Partnership does not always need to involve tech companies and A/B tests with millions of participants. For example, Alexander Coppock, Andrew Guess, and John Ternovski (2016) partnered with an environmental NGO (League of Conservation Voters) to run experiments testing different strategies for promoting social mobilization. The researchers used the NGO’s Twitter account to send out both public tweets and private direct messages that attempted to prime different types of identities. The researchers then measured which of these messages were most effective for encouraging people to sign a petition and retweet information about a petition.

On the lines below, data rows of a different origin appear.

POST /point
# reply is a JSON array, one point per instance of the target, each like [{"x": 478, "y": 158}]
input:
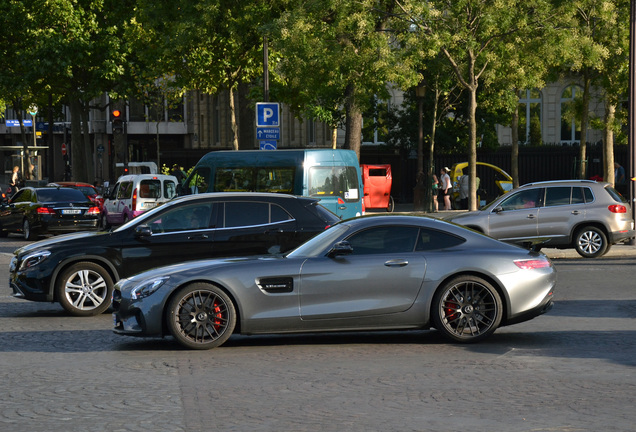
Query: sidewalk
[{"x": 616, "y": 251}]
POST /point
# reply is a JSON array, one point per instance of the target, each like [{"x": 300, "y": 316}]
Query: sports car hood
[{"x": 57, "y": 240}]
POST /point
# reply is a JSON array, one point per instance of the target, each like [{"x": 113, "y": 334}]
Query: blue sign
[
  {"x": 267, "y": 133},
  {"x": 267, "y": 114},
  {"x": 268, "y": 145},
  {"x": 16, "y": 123}
]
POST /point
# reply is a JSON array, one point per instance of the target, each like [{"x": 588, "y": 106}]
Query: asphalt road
[{"x": 570, "y": 370}]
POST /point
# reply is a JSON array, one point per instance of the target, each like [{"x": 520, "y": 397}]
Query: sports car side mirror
[
  {"x": 143, "y": 231},
  {"x": 340, "y": 248}
]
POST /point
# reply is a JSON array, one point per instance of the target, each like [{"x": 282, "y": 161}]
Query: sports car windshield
[{"x": 318, "y": 245}]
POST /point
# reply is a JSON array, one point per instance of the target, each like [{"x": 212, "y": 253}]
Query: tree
[
  {"x": 471, "y": 35},
  {"x": 336, "y": 56}
]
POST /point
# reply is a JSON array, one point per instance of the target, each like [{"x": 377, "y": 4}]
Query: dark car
[
  {"x": 87, "y": 189},
  {"x": 369, "y": 273},
  {"x": 47, "y": 210},
  {"x": 79, "y": 270}
]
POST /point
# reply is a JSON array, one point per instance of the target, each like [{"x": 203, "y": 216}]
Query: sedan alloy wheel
[{"x": 85, "y": 289}]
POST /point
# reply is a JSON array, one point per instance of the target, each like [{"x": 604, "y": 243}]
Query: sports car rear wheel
[
  {"x": 467, "y": 309},
  {"x": 201, "y": 316}
]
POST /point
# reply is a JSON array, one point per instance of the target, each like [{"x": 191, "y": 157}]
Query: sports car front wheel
[
  {"x": 467, "y": 309},
  {"x": 201, "y": 316}
]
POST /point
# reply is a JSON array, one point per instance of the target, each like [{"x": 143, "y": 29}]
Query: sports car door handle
[{"x": 396, "y": 263}]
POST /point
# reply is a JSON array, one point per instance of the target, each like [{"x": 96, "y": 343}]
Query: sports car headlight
[
  {"x": 33, "y": 259},
  {"x": 147, "y": 287}
]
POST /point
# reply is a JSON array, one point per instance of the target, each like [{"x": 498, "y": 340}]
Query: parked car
[
  {"x": 390, "y": 272},
  {"x": 134, "y": 194},
  {"x": 79, "y": 270},
  {"x": 47, "y": 210},
  {"x": 87, "y": 189},
  {"x": 582, "y": 214}
]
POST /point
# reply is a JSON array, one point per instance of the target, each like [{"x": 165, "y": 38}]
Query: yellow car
[{"x": 492, "y": 182}]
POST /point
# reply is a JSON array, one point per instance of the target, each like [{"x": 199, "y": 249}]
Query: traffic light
[{"x": 118, "y": 122}]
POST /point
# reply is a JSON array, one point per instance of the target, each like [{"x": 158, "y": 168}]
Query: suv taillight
[
  {"x": 617, "y": 208},
  {"x": 134, "y": 204}
]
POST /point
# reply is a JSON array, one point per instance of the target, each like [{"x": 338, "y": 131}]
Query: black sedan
[
  {"x": 368, "y": 273},
  {"x": 47, "y": 210},
  {"x": 79, "y": 270}
]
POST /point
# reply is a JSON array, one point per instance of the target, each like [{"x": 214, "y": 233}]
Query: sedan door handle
[{"x": 396, "y": 263}]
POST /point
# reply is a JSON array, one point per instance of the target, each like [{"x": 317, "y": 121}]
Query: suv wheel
[{"x": 590, "y": 242}]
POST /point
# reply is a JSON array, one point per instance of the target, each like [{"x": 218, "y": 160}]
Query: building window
[
  {"x": 570, "y": 123},
  {"x": 375, "y": 128},
  {"x": 530, "y": 110}
]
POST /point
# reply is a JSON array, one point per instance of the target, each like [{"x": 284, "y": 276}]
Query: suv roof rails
[{"x": 558, "y": 181}]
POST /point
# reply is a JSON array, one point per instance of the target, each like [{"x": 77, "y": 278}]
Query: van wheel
[{"x": 590, "y": 242}]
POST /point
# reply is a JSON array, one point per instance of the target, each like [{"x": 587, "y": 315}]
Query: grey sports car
[{"x": 369, "y": 273}]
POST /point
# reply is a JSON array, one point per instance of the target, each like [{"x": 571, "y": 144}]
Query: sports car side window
[
  {"x": 383, "y": 240},
  {"x": 434, "y": 240}
]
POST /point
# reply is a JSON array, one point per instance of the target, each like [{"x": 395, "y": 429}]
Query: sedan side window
[{"x": 386, "y": 239}]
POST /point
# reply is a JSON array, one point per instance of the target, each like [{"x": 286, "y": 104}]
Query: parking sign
[{"x": 267, "y": 114}]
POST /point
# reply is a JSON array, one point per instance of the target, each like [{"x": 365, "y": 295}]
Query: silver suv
[{"x": 582, "y": 214}]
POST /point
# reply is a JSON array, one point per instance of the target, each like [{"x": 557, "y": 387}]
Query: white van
[{"x": 134, "y": 194}]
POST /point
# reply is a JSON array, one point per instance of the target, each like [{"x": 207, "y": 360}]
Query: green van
[{"x": 332, "y": 175}]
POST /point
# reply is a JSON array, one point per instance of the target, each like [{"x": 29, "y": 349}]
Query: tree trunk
[
  {"x": 353, "y": 131},
  {"x": 584, "y": 120},
  {"x": 514, "y": 155},
  {"x": 235, "y": 138},
  {"x": 608, "y": 143},
  {"x": 89, "y": 169},
  {"x": 78, "y": 156},
  {"x": 472, "y": 155},
  {"x": 247, "y": 119}
]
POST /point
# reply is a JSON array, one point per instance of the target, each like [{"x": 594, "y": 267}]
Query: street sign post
[
  {"x": 267, "y": 114},
  {"x": 267, "y": 133}
]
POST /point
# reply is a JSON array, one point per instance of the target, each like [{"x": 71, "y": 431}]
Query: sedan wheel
[
  {"x": 467, "y": 309},
  {"x": 590, "y": 242},
  {"x": 201, "y": 316},
  {"x": 85, "y": 289}
]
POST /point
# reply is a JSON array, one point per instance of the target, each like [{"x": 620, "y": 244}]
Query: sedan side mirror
[
  {"x": 340, "y": 248},
  {"x": 143, "y": 231}
]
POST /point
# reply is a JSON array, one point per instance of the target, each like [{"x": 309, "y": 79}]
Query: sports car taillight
[
  {"x": 533, "y": 263},
  {"x": 617, "y": 208}
]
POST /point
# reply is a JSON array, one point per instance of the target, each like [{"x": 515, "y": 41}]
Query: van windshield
[
  {"x": 334, "y": 181},
  {"x": 255, "y": 179}
]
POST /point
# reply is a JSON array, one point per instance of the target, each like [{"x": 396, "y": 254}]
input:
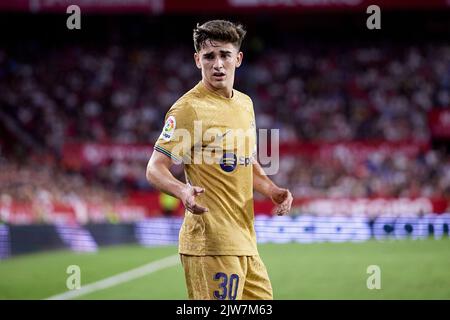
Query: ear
[
  {"x": 239, "y": 58},
  {"x": 197, "y": 60}
]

|Effect of Facebook News Feed on information sharing||Bakshy, Rosenn, et al. (2012)|
|Effect of partial anonymity on behavior on online dating website||Bapna et al. (2016)|
|Effect of Home Energy Reports on electricity usage||Allcott (2011); Allcott and Rogers (2014); Allcott (2015); Costa and Kahn (2013); Ayres, Raseman, and Shih (2013)|
|Effect of app design on viral spread||Aral and Walker (2011)|
|Effect of spreading mechanism on diffusion||Taylor, Bakshy, and Aral (2013)|
|Effect of social information in advertisements||Bakshy, Eckles, et al. (2012)|
|Effect of catalog frequency on sales through catalog and online for different types of customers||Simester et al. (2009)|
|Effect of popularity information on potential job applications||Gee (2015)|
|Effect of initial ratings on popularity||Muchnik, Aral, and Taylor (2013)|
|Effect of message content on political mobilization||Coppock, Guess, and Ternovski (2016)|
Overall, partnering with the powerful enables to you operate at a scale that is hard to do otherwise, and Table 4.3 provides other examples of partnerships between researchers and organizations. Partnering can be much easier than building your own experiment. But, these advantages come with disadvantages: partnerships can limit the kinds of participants, treatments, and outcomes that you can study. Further, these partnerships can lead to ethical challenges. The best way to spot an opportunity for a partnership is to notice a real problem that you can solve while you are doing interesting science. If you are not used to this way of looking at the world, it can be hard to spot problems in Pasteur’s Quadrant, but with practice, you’ll start to notice them more and more.